Guangdong Laboratory of Artificial Intelligence and Digital Economy (SZ), Shenzhen University, Guangdong Province, PR China.
Guangdong Laboratory of Artificial Intelligence and Digital Economy (SZ), Shenzhen University, Guangdong Province, PR China.
Comput Biol Chem. 2020 Dec;89:107379. doi: 10.1016/j.compbiolchem.2020.107379. Epub 2020 Sep 23.
With the application of new high throughput sequencing technology, a large number of protein sequences is becoming available. Determination of the functional characteristics of these proteins by experiments is an expensive endeavor that requires a lot of time. Furthermore, at the organismal level, such kind of experimental functional analyses can be conducted only for a very few selected model organisms. Computational function prediction methods can be used to fill this gap. The functions of proteins are classified by Gene Ontology (GO), which contains more than 40,000 classifications in three domains, Molecular Function (MF), Biological Process (BP), and Cellular Component (CC). Additionally, since proteins have many functions, function prediction represents a multi-label and multi-class problem. We developed a new method to predict protein function from sequence. To this end, natural language model was used to generate word embedding of sequence and learn features from it by deep learning, and additional features to locate every protein. Our method uses the dependencies between GO classes as background information to construct a deep learning model. We evaluate our method using the standards established by the Computational Assessment of Function Annotation (CAFA) and have noticeable improvement over several algorithms, such as FFPred, DeepGO, GoFDR and other methods compared on the CAFA3 datasets.

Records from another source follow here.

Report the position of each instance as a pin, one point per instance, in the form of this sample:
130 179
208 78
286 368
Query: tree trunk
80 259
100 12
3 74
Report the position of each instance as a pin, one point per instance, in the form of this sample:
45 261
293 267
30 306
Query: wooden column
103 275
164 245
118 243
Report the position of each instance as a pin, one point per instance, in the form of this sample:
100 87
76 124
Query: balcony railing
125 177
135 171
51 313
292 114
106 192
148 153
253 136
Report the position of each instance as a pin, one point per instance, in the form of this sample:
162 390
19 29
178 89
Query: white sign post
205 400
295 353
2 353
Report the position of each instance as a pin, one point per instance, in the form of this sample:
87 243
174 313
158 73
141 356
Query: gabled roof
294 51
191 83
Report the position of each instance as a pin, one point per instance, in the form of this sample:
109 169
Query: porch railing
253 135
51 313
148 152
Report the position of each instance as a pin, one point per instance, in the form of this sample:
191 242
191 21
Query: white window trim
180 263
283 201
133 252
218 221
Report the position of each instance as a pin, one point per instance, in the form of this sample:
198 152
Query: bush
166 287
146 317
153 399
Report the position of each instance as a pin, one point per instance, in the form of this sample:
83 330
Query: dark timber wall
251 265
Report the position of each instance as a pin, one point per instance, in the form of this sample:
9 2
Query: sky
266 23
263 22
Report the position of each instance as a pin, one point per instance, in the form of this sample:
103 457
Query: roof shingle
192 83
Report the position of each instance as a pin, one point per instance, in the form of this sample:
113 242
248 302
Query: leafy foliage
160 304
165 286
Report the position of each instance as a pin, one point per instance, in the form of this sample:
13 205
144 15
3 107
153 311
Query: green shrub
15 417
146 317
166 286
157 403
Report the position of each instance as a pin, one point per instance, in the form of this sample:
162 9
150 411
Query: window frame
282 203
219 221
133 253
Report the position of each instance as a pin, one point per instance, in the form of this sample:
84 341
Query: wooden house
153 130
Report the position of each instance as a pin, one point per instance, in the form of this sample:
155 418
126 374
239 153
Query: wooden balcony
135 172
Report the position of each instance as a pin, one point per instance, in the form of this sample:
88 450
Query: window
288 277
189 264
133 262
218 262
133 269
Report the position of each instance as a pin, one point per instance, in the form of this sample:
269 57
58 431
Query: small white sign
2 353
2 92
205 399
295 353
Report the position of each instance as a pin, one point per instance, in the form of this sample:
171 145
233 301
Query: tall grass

随着高通量测序技术的应用,大量的蛋白质序列变得可用。通过实验来确定这些蛋白质的功能特性是一项昂贵的工作,需要大量的时间。此外,在生物体水平上,这种实验功能分析只能在极少数选定的模式生物中进行。计算功能预测方法可以用来填补这一空白。蛋白质的功能是通过基因本体论 (GO) 分类的,GO 包含三个领域(分子功能 (MF)、生物过程 (BP) 和细胞成分 (CC))的 40000 多个分类。此外,由于蛋白质具有许多功能,功能预测代表了一个多标签和多类问题。我们开发了一种从序列预测蛋白质功能的新方法。为此,我们使用自然语言模型生成序列的词嵌入,并通过深度学习从其中学习特征,并为每个蛋白质定位额外的特征。我们的方法使用 GO 类之间的依赖关系作为背景信息来构建深度学习模型。我们使用由计算功能注释评估 (CAFA) 建立的标准来评估我们的方法,与 FFPred、DeepGO、GoFDR 等方法相比,在 CAFA3 数据集上有显著的改进。